Even the vast majority of my connection requests are personalized with how we know each other or why I want to connect if we do not.

Since this is a network to build relationships, I simply asked to be left off bulk messages as I find them to be spam. I would have openly welcomed a personalized greeting sent only to me.

Case in point, I did recently receive a similar message, replied with a thank you, spent some time on their profile and found they could be a valuable resource for a colleague whom I then referred. Why? They took the time to build that relationship with me.


… which I received no further replies.

So how do you send that ‘message’ to all of your connections?  A status update like Maria Orth’s may not be seen by everyone, but it is the right way to do it.

The LinkedIn Messaging Protocol: So how do you send that ‘message’ to all of your #LinkedIn connections? A status update like Maria Orth’s may not be seen by everyone, but it is the right way to do it.

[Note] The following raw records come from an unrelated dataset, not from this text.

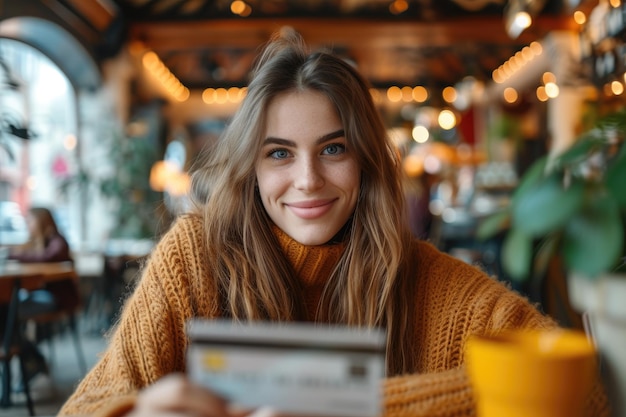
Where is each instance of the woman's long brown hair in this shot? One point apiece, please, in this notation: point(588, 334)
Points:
point(369, 285)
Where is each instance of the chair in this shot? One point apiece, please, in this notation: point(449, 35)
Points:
point(13, 343)
point(65, 306)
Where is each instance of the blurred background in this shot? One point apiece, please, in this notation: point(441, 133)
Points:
point(105, 103)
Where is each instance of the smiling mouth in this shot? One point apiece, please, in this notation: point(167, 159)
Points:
point(311, 209)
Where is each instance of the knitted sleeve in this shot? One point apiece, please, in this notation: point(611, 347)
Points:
point(149, 340)
point(456, 301)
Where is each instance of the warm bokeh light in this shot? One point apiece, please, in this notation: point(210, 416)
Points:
point(407, 94)
point(548, 77)
point(536, 48)
point(238, 7)
point(446, 119)
point(413, 165)
point(153, 64)
point(449, 94)
point(617, 88)
point(420, 94)
point(420, 134)
point(394, 94)
point(510, 95)
point(552, 90)
point(523, 20)
point(541, 93)
point(580, 17)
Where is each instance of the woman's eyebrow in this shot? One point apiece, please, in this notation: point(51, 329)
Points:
point(286, 142)
point(329, 136)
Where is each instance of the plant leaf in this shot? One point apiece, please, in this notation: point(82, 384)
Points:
point(517, 254)
point(616, 178)
point(545, 252)
point(531, 177)
point(593, 239)
point(547, 205)
point(493, 224)
point(581, 149)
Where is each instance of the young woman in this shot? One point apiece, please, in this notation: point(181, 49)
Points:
point(45, 243)
point(300, 217)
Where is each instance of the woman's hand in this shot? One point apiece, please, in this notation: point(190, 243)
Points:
point(174, 395)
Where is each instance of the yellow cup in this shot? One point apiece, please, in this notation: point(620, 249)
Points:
point(531, 373)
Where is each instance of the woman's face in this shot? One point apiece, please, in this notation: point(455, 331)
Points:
point(308, 177)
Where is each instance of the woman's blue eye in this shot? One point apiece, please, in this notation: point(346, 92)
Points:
point(279, 154)
point(334, 149)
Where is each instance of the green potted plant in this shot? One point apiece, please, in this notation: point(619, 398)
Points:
point(572, 207)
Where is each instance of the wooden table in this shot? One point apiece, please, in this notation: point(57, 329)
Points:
point(13, 277)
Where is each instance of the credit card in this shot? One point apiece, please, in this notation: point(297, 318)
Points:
point(294, 368)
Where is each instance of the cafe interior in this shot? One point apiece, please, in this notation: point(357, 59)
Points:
point(105, 104)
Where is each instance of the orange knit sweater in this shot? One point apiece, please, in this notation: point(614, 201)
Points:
point(454, 300)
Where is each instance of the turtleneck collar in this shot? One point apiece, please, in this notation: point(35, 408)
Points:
point(311, 264)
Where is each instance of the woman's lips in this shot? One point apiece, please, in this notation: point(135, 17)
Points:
point(311, 209)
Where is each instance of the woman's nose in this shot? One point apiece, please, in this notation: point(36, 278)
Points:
point(308, 176)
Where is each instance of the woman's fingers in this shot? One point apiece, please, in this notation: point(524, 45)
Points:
point(175, 394)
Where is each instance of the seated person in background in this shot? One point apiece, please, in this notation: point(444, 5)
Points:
point(299, 215)
point(45, 243)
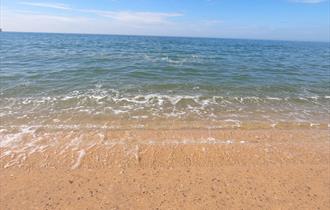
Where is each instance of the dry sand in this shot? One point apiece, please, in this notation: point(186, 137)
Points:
point(174, 169)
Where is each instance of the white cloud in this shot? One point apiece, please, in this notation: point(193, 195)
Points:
point(136, 17)
point(47, 5)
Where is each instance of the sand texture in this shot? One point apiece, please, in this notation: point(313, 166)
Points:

Update:  Shortly after publishing this post I received another message, that while personally addressed, clearly falls into my ‘spam’ category:

I’m reaching out to you since to see if you might be interested in a ground floor opportunity, or know anyone who might be. I’m wanting to make you aware of this tremendous opportunity and would like to ask you an eye-opening question…

As an Entrepreneur, If you had the chance to get in on the Ground Floor of a company expansion (with a company that’s NOT Ground Floor) where you could generate monthly recurring residual commissions on mobile phone bills nationwide, would you want to know how to get in on it?

In addition to bulk messages, using LinkedIn’s messaging feature for the purpose of recruiting, or requesting that I turn over the names of my contacts, to help you build your network marketing business is spam.

A valid recruiting message is acceptable.  If you want to hire me or collaborate on a project, great.  Clearly this wasn’t.

I am happy to receive LinkedIn messages (and would like to connect and discuss any thoughts you may have – including about YOUR business or interests). Just don’t spam me.

The Take Away:

Regardless of the social site you use and regardless of whether the nature of your message is personal or professional – the end goal is to develop and grow relationships.  You do that by connecting personally.  Bulk messages have value when used correctly.  Just make sure you are using them correctly.